Leveraging the advantages outlined above, our XGBoost model demonstrated broad applicability. Notably, our stratified analysis confirmed the model’s robustness in elderly patients (Age ≥ 65), with an AUC exceeding 0.80, which effectively addresses concerns regarding model applicability in the aging lung cancer population. However, we observed reduced predictive accuracy in patients with high pre-existing nutritional risk (NRS2002 ≥ 3). This ‘ceiling effect’ suggests that distinguishing outcomes within an already high-risk cohort is inherently challenging using standard clinical variables. For this specific subgroup, malnutrition may be driven by more complex metabolic or immune factors not fully captured in the current model, warranting closer clinical monitoring, serving as a complement to the model’s risk stratification.
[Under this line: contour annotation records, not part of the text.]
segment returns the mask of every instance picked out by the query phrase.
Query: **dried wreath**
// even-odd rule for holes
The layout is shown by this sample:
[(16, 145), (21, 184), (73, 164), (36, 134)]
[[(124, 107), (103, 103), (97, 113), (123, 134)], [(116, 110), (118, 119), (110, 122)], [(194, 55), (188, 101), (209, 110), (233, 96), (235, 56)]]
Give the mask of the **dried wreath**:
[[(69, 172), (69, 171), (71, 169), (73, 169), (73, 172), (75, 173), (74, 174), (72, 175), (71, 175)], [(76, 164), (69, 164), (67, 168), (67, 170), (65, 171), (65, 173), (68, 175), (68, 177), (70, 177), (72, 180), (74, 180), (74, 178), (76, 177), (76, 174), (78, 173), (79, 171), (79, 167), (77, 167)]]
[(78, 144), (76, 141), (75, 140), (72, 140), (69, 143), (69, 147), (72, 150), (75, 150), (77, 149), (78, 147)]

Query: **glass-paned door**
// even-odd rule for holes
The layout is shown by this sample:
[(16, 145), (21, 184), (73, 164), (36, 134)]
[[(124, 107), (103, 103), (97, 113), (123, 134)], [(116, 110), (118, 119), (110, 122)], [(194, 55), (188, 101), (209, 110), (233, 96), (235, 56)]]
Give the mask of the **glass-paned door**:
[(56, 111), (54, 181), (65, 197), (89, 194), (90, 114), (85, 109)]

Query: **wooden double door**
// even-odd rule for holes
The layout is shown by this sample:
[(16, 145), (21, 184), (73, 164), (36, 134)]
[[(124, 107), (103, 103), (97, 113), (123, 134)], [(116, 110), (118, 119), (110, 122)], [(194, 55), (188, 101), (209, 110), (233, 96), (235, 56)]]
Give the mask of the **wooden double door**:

Clinically, healthcare providers can input the seven key indicators identified in our study into the online prediction tool to generate real-time postoperative malnutrition risk scores. Based on clinical practice needs, it is recommended to carry out high-risk classification for patients with a risk of ≥40.86%, triggering daily nutritional assessments and individualized interventions subsequently. Simultaneously, those with a risk of <40.86% may undergo routine weekly nutritional assessments, enabling precision stratified care and optimizing the allocation of healthcare resources.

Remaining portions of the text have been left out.